Menjelang musim mudik, BI juga menghadirkan layanan penukaran tambahan melalui program SERAMBI Peduli Mudik pada 16–17 Maret 2026. Program ini difokuskan pada 55 titik strategis di jalur arus mudik, seperti bandara, stasiun kereta api, terminal bus, pelabuhan, hingga rest area jalan tol. Penempatan layanan di jalur perjalanan ditujukan untuk memudahkan pemudik menukar uang pecahan kecil tanpa harus mencari kantor bank sebelum melanjutkan perjalanan.
Alasan lain kas keliling tetap diminati adalah karena layanan ini tidak mengenakan biaya tambahan. Masyarakat dapat menukar uang sesuai nominal yang dibawa tanpa potongan. Dalam layanan tersebut, masyarakat dapat menukar uang hingga Rp4 juta dalam berbagai pecahan, mulai dari Rp20.000, Rp10.000, Rp5.000, Rp2.000, hingga Rp1.000 untuk kebutuhan Lebaran. Proses penukaran juga relatif mudah karena petugas meminta uang yang akan ditukar dalam kondisi rapi agar dapat dihitung oleh mesin.
BI mengingatkan masyarakat untuk menukar uang melalui layanan resmi BI maupun perbankan. Imbauan ini disampaikan seiring maraknya jasa penukaran uang tidak resmi di pinggir jalan pada musim Lebaran, yang dinilai memiliki risiko, mulai dari keaslian uang yang tidak terjamin, ketidakpastian jumlah lembaran, hingga potensi penipuan.
Tingginya minat masyarakat juga terlihat dari bertambahnya titik layanan penukaran. Jumlah titik layanan meningkat dari sekitar 5.202 pada tahun sebelumnya menjadi 9.294 layanan di berbagai wilayah. Penambahan ini dilakukan untuk memperluas jangkauan dan mempermudah masyarakat memperoleh uang pecahan baru menjelang Idulfitri.

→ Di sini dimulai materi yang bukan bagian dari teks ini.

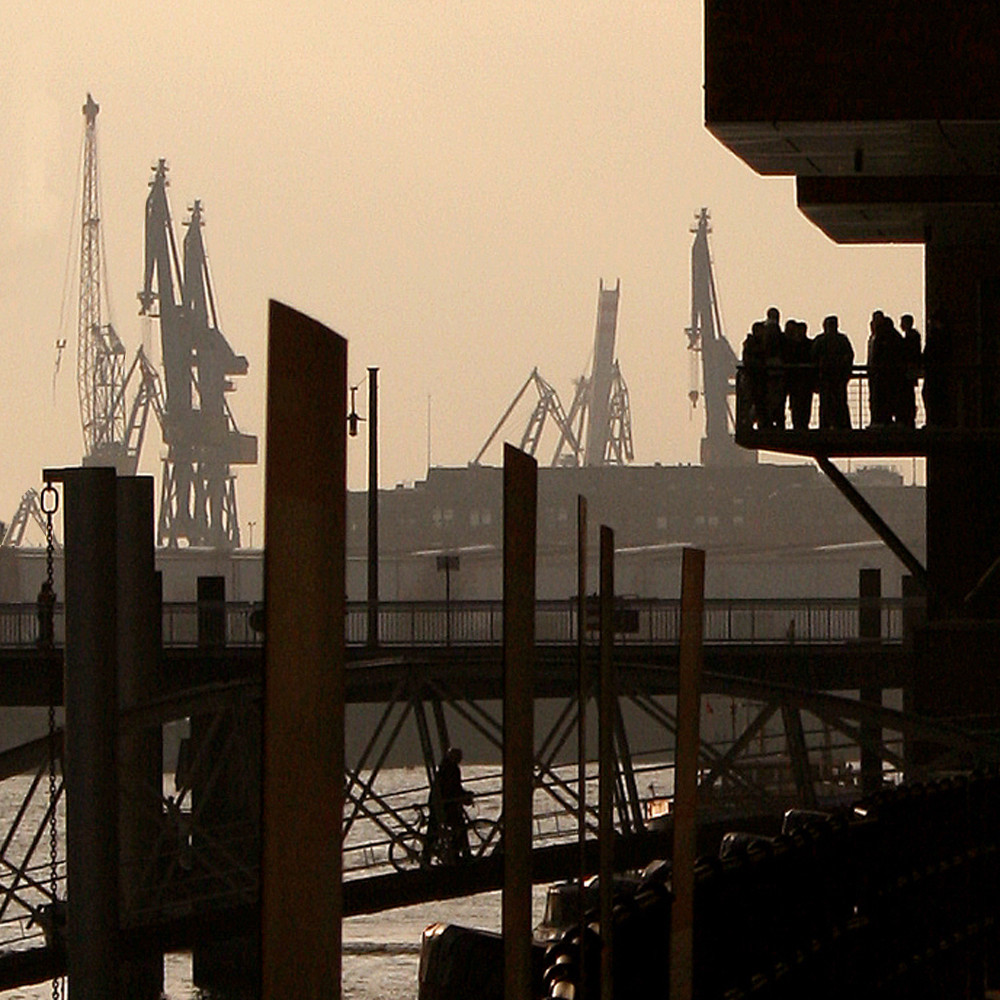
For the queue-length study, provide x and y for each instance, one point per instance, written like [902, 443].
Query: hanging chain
[46, 640]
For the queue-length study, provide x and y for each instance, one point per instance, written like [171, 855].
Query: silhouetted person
[755, 374]
[800, 374]
[885, 363]
[906, 413]
[774, 362]
[446, 806]
[937, 358]
[834, 358]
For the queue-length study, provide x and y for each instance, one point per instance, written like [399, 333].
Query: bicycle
[409, 850]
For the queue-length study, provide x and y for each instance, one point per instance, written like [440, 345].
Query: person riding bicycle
[445, 808]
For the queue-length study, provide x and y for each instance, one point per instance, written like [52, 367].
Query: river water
[380, 951]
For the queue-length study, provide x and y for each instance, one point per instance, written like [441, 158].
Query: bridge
[776, 738]
[806, 642]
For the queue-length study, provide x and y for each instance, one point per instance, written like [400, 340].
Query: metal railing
[638, 621]
[778, 381]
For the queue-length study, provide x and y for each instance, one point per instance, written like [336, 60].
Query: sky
[443, 183]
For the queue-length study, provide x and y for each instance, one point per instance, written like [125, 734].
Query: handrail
[638, 622]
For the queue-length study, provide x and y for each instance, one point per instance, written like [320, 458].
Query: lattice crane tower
[100, 356]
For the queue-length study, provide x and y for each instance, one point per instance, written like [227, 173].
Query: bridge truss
[783, 747]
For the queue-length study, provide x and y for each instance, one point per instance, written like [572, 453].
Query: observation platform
[968, 418]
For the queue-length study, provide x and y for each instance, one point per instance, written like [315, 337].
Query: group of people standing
[783, 368]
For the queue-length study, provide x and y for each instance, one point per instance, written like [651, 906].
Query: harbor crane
[718, 361]
[198, 487]
[597, 430]
[100, 354]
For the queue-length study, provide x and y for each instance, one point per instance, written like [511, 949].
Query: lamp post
[372, 507]
[447, 563]
[353, 419]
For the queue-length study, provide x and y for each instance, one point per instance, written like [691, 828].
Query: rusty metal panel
[303, 746]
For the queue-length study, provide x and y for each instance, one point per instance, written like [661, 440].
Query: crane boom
[100, 353]
[198, 488]
[718, 361]
[598, 426]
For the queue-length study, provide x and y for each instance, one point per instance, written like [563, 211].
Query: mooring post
[227, 968]
[141, 752]
[686, 774]
[90, 688]
[606, 763]
[305, 603]
[520, 504]
[870, 629]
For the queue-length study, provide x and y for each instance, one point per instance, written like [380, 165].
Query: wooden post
[581, 728]
[686, 774]
[520, 504]
[606, 762]
[303, 746]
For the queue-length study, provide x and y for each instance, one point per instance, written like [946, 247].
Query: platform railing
[754, 385]
[638, 622]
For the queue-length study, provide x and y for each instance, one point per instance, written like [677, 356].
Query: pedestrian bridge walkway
[409, 624]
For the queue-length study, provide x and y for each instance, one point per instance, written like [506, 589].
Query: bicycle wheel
[406, 851]
[484, 836]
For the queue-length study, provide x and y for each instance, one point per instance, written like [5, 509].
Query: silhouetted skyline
[443, 185]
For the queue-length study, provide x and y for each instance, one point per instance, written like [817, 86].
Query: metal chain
[46, 623]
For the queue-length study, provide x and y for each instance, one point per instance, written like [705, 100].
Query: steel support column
[305, 599]
[870, 630]
[520, 505]
[91, 734]
[141, 752]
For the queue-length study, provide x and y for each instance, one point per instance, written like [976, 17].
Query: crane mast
[718, 362]
[198, 488]
[100, 353]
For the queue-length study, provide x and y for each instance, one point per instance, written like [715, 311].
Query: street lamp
[447, 563]
[353, 419]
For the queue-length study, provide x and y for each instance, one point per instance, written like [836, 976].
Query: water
[380, 951]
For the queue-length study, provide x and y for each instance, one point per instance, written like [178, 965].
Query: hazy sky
[442, 183]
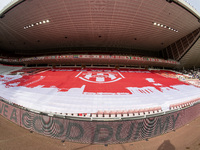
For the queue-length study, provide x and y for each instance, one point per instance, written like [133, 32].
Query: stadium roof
[44, 26]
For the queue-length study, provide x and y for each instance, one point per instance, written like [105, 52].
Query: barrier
[98, 131]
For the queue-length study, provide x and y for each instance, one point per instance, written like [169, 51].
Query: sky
[194, 3]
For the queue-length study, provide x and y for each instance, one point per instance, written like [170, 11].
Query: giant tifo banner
[98, 132]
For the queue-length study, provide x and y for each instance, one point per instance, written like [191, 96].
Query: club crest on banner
[100, 77]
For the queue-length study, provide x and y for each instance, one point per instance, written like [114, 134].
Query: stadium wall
[98, 132]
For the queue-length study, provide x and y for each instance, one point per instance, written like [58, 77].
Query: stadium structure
[99, 71]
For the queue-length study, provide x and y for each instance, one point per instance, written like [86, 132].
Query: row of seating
[118, 114]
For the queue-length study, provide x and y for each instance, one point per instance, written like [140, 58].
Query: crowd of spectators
[193, 74]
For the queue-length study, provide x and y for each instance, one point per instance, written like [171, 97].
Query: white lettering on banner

Fenomena kas keliling yang tetap diburu meski layanan digital tersedia menunjukkan bahwa kebutuhan uang pecahan kecil saat Lebaran masih besar, sementara layanan daring belum selalu mudah diakses karena keterbatasan kuota. Dalam kondisi ini, kas keliling menjadi pelengkap penting agar kebutuhan penukaran dapat terpenuhi melalui kombinasi layanan daring dan luring.